4. Solid - This pattern ( or lack of a pattern ) is recessive to all of the other patterns. For example if the lamb shows a solid color fleece then it is carrying two recessive for the solid pattern. If it had inherited one solid gene and one gray gene its fleece would be gray as gray dominates solid.
   

Dominance in the spotting gene ( S loci )- 'No spotting' is dominant is over the gene for 'spotting'. Therefore in order to have a lamb with a spotted fleece the animal would need to be carrying two spotting genes.

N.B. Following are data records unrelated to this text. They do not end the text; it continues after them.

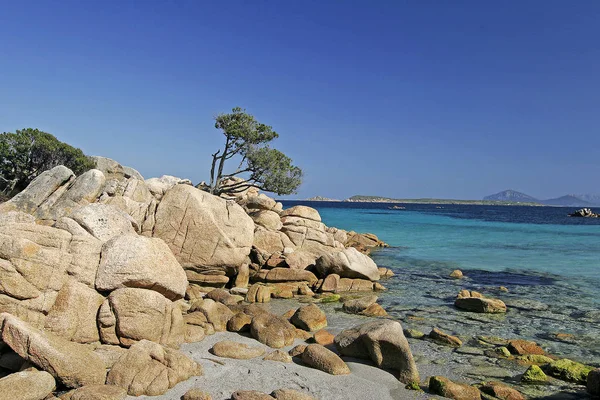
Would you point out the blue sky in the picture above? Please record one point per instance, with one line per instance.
(451, 99)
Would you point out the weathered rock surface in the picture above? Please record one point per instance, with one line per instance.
(196, 394)
(356, 306)
(202, 229)
(240, 351)
(27, 385)
(443, 338)
(72, 364)
(130, 314)
(524, 347)
(534, 374)
(150, 369)
(382, 342)
(272, 330)
(250, 395)
(466, 301)
(43, 191)
(570, 371)
(278, 355)
(104, 221)
(96, 392)
(348, 263)
(73, 315)
(593, 382)
(289, 394)
(501, 391)
(309, 318)
(285, 275)
(141, 262)
(216, 313)
(320, 357)
(457, 391)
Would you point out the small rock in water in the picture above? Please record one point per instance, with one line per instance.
(501, 391)
(443, 338)
(457, 274)
(570, 371)
(459, 391)
(523, 347)
(196, 394)
(534, 374)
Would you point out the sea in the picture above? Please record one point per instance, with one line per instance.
(548, 261)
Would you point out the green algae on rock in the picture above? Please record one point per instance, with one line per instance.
(570, 371)
(534, 374)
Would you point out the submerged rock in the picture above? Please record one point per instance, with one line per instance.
(320, 357)
(241, 351)
(501, 391)
(570, 371)
(382, 342)
(534, 374)
(458, 391)
(444, 338)
(348, 263)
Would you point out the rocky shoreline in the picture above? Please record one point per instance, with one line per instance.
(114, 286)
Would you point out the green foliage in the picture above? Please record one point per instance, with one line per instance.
(29, 152)
(261, 166)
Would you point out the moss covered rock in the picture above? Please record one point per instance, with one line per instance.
(570, 371)
(534, 374)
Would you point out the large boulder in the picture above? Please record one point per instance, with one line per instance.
(458, 391)
(104, 221)
(96, 392)
(43, 191)
(130, 314)
(272, 330)
(150, 369)
(302, 212)
(73, 315)
(34, 261)
(27, 385)
(240, 351)
(267, 219)
(322, 358)
(285, 275)
(72, 364)
(466, 301)
(203, 230)
(140, 262)
(159, 186)
(382, 342)
(309, 318)
(348, 263)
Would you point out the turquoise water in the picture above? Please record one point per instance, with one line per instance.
(549, 262)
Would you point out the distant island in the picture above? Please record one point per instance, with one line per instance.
(570, 200)
(321, 198)
(504, 198)
(379, 199)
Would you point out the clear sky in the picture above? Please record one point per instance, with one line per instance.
(451, 99)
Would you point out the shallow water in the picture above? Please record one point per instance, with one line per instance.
(549, 262)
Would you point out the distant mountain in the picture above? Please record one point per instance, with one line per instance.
(571, 200)
(567, 201)
(321, 198)
(512, 195)
(590, 198)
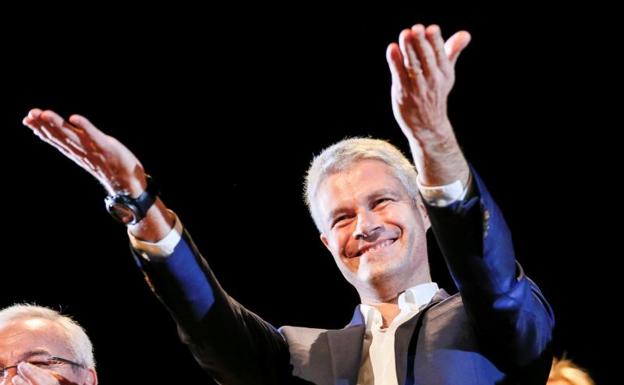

The only animal whose complete gene chart you can be sure of just by looking at the animal visually, is a spotted moorit. 

 This spotted moorit ewe lamb shows her basic color moorit her pattern solid and her spotting factors. Her complete genetic makeup is known by just looking at her.

Other color observations 

•  Some solid colored animals " Silver" with age  while the fleece of others stay dark. It is assumed that there is a gene that is responsible for this. The silvering is in the outer coat (tog) only. The undercoat will remain black.

• White animals that are also homozygous for the spotting gene and therefore are "showing" spotting can usually be detected because their fleece will be a super white-white color. 

• Gray lambs usually look all black or all brown when they are born. However they may have white hairs on their muzzle head or ears that tells you that they will eventually be gray. By one month of age the white undercoat is visible and growing in. This pattern is highly variable.

• Moorit lambs look almost black when they are born but can usually be determined to be a moorit because they have orange eye lid edges. By one month of age the color will lighten and you can tell that they are brown. 

• Sheep that carry both the badgerface and mouflon pattern at the same time will show only a subtle dark line where the two patterns meet, usually on the rear leg and buttocks. They will be a light tan color everywhere else. 

• Icelandic fleeces are each a little bit different in color and texture. 

                The whites can range in hue from a very white-white through cream and into tan.

                The blacks can range from a blue black, into inky black or brown black.

                The moorits can range from a pale beige, taffy, milk chocolate, chestnut, dark chocolate and brown black.

               The badgerface can range widely in their fleece color depending on how much red and black fibers they have in their coats. The color can be buff, champagne or oatmeal. In addition many have a silver or gray base to each lock. 

               The black grays range from blue gray, lilac, medium silver, and dark gray as well as the brown grays (gray moorit) that range from an apricot through a dark gray brown with white or light undercoat. Many of these two toned fleeces provide a true tweed yarn.